Participating in open source brings better code—and credibility. “A lot of people obviously know us for our buzzy content, quizzes, massive food brand Tasty, and BuzzFeed News, but now people understand that, ‘Oh yeah, there’s good software engineering happening there as well.’ That’s been very helpful when we’ve been hiring.”
By making the code to one of BuzzFeed’s most critical projects open source, it’s also made it eligible for the company’s bug bounty program. “With SSO being open source it’s easier for researchers to find issues—and that’s a good thing,” said Mulholland. “We then encourage the use of our bug bounty program to ensure we can reward researchers for responsible disclosure as we triage and remediate it.”
Initially, the bug bounty program was a struggle. As he explained, the all-in approach created another backlog: “In theory everyone was responsible for the triage of tickets, but by having everyone responsible, it meant that really no one was responsible. Often non-critical reports took a long time to be triaged.”
Having worked at companies with large security organizations, Mulholland knew a siloed approach wasn’t in step with BuzzFeed’s values. “It creates a very much us-versus-them mentality, and that doesn’t fit well how we do things. We wanted to create a more collaborative, inclusive approach.” So instead they built a security program that was uniquely BuzzFeed, coming up with a rotation plan that assigned an engineer from a different team each week to be on triage. “Our mindset was that by sharing the burden across the tech organization, it wouldn’t be too much of a burden to any individual or any one team.” It worked—the rotation meant that someone was always responsible and the meantime to triage and bounty dropped from weeks to days.
The improved process also brought in more bug reports, which Mulholland welcomed: “Suddenly we were getting way more reports because security researchers got the signal that we care about security, and we were paying bounties quickly. They realized it was worth their while, so they spent more time looking at BuzzFeed.” Mulholland and his team even began working with researchers periodically, inviting them to preview new features for potential vulnerabilities.

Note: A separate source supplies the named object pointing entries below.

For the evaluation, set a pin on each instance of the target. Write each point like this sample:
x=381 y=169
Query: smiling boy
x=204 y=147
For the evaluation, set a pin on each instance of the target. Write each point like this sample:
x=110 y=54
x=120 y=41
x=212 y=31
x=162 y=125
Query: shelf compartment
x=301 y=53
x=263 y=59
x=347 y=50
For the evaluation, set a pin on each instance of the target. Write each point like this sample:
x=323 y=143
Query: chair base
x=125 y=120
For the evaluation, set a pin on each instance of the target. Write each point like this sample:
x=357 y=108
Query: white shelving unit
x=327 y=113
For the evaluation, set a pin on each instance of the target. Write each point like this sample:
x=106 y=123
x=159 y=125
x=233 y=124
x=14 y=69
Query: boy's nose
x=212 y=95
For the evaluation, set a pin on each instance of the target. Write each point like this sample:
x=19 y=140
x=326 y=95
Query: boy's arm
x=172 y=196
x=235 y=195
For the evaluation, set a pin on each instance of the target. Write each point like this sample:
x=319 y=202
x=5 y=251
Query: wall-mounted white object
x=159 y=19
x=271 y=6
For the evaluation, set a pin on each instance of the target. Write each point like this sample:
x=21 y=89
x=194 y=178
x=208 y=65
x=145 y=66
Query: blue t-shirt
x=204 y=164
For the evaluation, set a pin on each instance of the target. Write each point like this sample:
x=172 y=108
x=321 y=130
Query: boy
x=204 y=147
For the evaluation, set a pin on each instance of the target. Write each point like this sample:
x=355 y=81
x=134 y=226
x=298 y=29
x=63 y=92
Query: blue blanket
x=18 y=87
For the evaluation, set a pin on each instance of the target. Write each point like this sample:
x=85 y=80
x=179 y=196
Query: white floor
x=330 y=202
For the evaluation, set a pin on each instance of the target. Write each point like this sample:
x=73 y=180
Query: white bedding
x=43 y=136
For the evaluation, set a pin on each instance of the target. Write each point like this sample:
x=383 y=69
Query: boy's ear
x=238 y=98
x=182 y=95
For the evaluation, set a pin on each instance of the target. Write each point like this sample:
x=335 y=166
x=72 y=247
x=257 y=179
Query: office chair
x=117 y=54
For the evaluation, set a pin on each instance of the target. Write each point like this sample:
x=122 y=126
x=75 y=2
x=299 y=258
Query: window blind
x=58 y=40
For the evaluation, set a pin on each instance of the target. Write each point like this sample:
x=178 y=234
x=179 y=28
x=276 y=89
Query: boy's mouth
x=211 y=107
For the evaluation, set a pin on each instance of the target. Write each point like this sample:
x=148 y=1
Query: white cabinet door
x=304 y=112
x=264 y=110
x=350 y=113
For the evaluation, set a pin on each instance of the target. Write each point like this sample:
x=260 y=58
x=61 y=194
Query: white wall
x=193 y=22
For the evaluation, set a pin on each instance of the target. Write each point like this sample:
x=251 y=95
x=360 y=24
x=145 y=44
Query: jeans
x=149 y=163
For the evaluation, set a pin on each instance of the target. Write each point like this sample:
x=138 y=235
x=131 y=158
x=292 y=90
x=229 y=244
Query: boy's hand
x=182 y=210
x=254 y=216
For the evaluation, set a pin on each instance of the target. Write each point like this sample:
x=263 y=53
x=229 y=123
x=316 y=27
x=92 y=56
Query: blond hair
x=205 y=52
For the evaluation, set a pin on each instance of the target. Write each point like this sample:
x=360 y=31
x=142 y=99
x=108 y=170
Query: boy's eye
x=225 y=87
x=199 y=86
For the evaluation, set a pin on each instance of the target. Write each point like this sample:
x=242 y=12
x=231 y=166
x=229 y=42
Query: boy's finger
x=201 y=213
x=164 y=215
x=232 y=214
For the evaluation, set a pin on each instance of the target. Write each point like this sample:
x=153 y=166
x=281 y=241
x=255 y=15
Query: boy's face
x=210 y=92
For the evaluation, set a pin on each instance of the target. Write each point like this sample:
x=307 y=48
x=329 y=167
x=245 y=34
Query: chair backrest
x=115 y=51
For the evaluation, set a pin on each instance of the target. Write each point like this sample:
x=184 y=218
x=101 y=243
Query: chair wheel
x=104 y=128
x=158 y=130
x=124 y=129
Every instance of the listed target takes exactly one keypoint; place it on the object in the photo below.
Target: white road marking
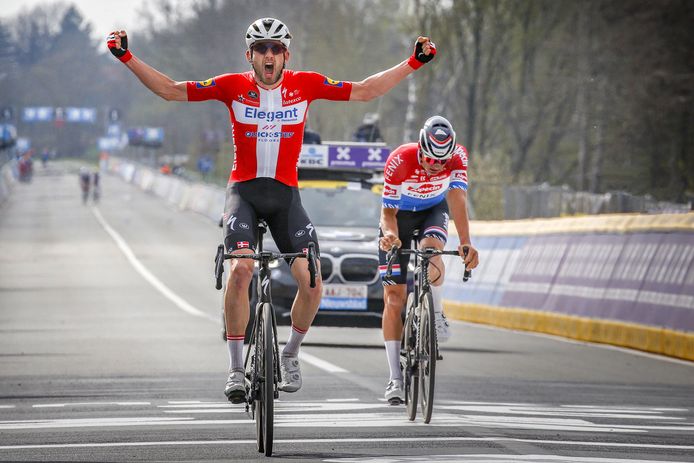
(493, 458)
(591, 444)
(90, 404)
(182, 303)
(147, 275)
(320, 363)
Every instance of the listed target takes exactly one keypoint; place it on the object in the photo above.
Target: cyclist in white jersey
(267, 107)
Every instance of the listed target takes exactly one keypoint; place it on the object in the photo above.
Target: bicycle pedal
(237, 397)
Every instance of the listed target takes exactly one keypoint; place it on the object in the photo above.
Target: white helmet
(437, 139)
(267, 29)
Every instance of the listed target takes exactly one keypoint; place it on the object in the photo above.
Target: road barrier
(624, 279)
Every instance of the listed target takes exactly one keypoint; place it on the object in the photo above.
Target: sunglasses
(432, 162)
(262, 48)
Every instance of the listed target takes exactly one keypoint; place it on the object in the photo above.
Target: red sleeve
(215, 88)
(324, 88)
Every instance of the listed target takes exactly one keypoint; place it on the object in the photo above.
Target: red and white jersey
(268, 125)
(407, 186)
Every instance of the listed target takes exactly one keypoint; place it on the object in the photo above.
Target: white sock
(296, 336)
(437, 297)
(235, 346)
(393, 354)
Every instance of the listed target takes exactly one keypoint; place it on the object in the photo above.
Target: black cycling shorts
(431, 223)
(278, 204)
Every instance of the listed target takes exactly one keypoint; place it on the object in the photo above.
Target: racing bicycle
(419, 348)
(261, 364)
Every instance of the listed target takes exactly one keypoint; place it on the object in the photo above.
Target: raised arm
(457, 203)
(158, 83)
(381, 83)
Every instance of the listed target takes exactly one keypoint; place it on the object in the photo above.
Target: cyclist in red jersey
(421, 181)
(267, 106)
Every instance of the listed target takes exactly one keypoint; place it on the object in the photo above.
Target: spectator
(368, 131)
(311, 137)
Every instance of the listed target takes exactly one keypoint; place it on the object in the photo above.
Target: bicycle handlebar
(427, 252)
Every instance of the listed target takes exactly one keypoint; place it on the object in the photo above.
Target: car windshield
(342, 207)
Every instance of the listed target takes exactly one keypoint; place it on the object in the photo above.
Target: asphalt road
(110, 351)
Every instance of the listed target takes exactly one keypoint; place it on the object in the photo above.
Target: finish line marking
(179, 301)
(349, 440)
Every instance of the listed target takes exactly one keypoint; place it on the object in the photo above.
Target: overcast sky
(104, 16)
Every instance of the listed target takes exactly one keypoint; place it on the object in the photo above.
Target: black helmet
(437, 139)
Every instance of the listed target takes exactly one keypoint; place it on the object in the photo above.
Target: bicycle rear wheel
(427, 357)
(268, 382)
(409, 346)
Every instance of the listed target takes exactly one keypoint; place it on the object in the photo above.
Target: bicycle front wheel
(268, 383)
(255, 372)
(409, 348)
(427, 355)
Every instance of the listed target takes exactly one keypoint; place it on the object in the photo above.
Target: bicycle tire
(268, 383)
(256, 369)
(408, 348)
(427, 357)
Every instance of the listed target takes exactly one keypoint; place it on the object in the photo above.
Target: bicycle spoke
(268, 383)
(427, 349)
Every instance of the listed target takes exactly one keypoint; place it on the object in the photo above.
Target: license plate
(344, 297)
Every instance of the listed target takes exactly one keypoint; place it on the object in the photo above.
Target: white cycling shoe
(395, 395)
(235, 388)
(443, 331)
(291, 373)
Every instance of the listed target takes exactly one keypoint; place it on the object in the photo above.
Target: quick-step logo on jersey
(205, 83)
(333, 83)
(383, 269)
(253, 115)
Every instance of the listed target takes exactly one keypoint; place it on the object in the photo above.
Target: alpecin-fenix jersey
(409, 188)
(268, 125)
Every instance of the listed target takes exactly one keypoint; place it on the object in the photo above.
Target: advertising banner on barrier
(351, 155)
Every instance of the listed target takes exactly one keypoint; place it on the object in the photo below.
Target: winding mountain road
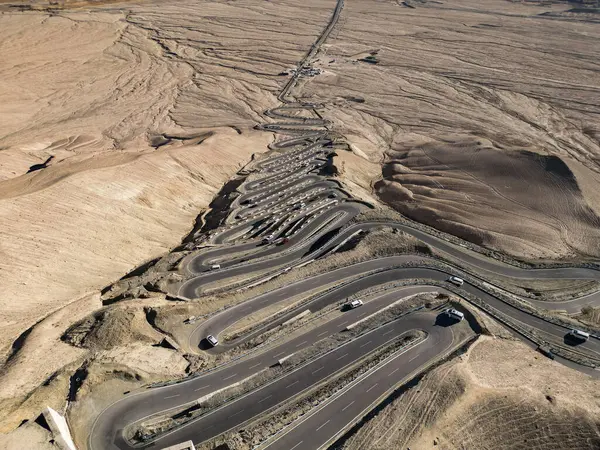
(292, 197)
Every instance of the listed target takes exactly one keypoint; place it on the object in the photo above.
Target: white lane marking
(268, 396)
(393, 372)
(323, 425)
(348, 405)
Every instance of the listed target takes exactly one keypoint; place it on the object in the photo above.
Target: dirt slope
(501, 395)
(456, 100)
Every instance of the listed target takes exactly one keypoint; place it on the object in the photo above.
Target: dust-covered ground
(484, 116)
(118, 125)
(500, 395)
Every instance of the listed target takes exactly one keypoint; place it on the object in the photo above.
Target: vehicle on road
(456, 281)
(454, 314)
(579, 335)
(354, 304)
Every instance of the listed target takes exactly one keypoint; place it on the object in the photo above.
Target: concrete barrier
(187, 445)
(60, 429)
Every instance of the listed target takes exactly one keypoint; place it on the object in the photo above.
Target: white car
(212, 340)
(354, 304)
(454, 314)
(456, 281)
(581, 335)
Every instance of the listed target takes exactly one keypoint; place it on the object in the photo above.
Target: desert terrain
(120, 123)
(140, 116)
(483, 115)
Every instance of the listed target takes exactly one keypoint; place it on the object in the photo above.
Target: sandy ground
(500, 395)
(482, 114)
(130, 119)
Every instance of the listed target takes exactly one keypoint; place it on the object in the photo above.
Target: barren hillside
(118, 125)
(483, 115)
(500, 395)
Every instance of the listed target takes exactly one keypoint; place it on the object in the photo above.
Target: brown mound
(515, 201)
(111, 328)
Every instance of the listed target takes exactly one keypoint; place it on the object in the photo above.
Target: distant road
(294, 199)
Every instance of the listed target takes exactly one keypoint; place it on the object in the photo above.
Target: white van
(581, 335)
(456, 281)
(354, 304)
(454, 314)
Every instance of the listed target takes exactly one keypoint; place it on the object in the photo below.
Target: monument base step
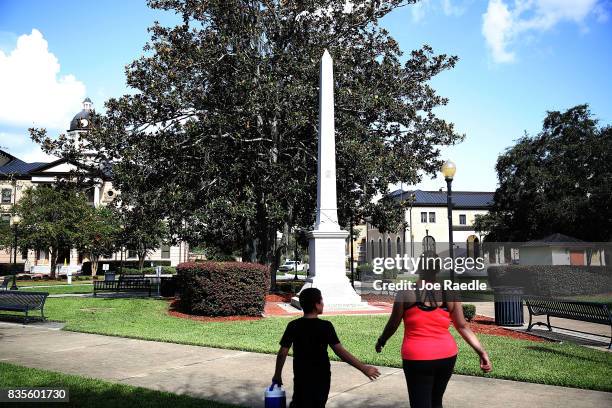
(333, 307)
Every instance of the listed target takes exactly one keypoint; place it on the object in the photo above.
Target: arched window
(473, 247)
(429, 244)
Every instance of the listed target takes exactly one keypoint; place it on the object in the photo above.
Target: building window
(7, 194)
(429, 244)
(165, 251)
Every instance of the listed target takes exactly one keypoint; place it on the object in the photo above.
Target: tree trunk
(141, 257)
(94, 265)
(53, 262)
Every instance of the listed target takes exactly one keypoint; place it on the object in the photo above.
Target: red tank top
(426, 334)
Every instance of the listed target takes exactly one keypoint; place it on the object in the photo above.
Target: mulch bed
(279, 297)
(486, 325)
(174, 312)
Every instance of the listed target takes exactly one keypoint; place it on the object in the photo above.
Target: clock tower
(81, 124)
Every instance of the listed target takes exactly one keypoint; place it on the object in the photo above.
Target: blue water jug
(275, 397)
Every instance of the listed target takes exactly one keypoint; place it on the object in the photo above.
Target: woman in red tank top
(429, 350)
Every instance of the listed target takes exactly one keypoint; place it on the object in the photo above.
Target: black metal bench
(566, 309)
(25, 302)
(125, 283)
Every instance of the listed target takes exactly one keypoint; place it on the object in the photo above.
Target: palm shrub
(469, 311)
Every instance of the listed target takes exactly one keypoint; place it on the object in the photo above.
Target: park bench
(566, 309)
(25, 302)
(125, 283)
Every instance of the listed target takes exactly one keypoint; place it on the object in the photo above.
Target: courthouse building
(16, 176)
(426, 225)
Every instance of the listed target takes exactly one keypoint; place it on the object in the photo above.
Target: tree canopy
(220, 136)
(557, 181)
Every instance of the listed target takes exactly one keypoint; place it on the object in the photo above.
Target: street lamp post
(448, 170)
(15, 225)
(295, 236)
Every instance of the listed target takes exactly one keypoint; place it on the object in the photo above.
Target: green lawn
(143, 318)
(49, 282)
(91, 393)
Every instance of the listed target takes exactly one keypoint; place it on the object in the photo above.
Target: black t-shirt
(310, 338)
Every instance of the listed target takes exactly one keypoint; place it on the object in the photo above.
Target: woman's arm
(394, 321)
(369, 371)
(469, 336)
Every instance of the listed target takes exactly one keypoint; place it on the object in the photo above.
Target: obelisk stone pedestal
(327, 246)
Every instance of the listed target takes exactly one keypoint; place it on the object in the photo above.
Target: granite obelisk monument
(327, 243)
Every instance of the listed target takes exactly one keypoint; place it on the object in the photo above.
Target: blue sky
(518, 59)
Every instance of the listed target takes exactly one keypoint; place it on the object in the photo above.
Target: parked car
(290, 266)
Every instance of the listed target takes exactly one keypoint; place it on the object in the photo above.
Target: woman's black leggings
(427, 381)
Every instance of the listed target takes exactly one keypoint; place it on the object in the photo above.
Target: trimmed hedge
(553, 280)
(148, 271)
(469, 311)
(222, 288)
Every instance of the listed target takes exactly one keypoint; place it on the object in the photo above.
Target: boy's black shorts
(311, 393)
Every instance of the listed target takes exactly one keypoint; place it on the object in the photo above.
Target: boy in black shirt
(310, 337)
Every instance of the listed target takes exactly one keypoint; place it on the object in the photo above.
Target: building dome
(82, 120)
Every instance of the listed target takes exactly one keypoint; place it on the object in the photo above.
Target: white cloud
(503, 24)
(20, 146)
(32, 91)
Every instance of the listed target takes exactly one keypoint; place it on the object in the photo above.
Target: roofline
(455, 206)
(398, 192)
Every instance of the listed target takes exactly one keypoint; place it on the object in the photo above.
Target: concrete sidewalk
(240, 377)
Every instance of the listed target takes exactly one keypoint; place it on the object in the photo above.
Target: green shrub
(553, 280)
(469, 311)
(222, 288)
(8, 269)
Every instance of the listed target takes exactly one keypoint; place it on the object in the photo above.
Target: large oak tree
(558, 181)
(220, 135)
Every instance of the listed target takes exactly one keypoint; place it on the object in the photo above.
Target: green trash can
(167, 287)
(508, 306)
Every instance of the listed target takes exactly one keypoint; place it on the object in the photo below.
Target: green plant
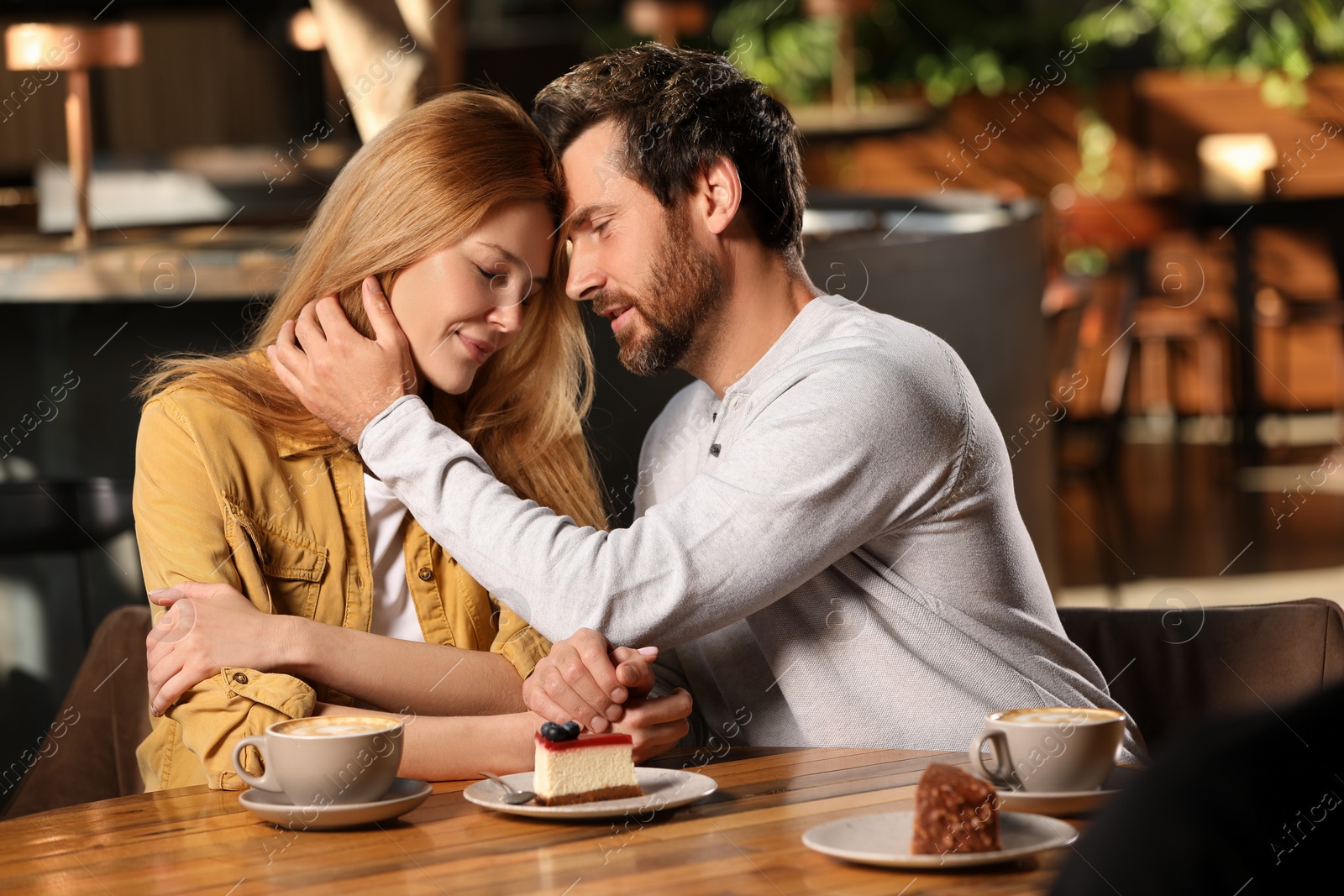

In Mulholland’s view, using GitHub has introduced more secure features into BuzzFeed’s infrastructure, along with some much-needed changes. The team just recently migrated BuzzFeed.com article pages onto a new React-based front end. “GitHub played a key role in that, with its collaborative features being a boon to development,” he noted. “By moving to the React front end, it’s more modular. It’s going to enable us to work to evolve the user experience to make it easier to find the content that you want to read, and easier for us to enable new features to put around the reading experience.”
After all, from security to CI/CD to personality quizzes, it’s about connection—and finding creative solutions that keep everyone moving forward. “GitHub has become so essential to the developer experience,” Mulholland said. “If we can keep enabling our engineers like we did using continuous deployments with GitHub, it saves our team a considerable amount of time. And those time savings are a boost to productivity.”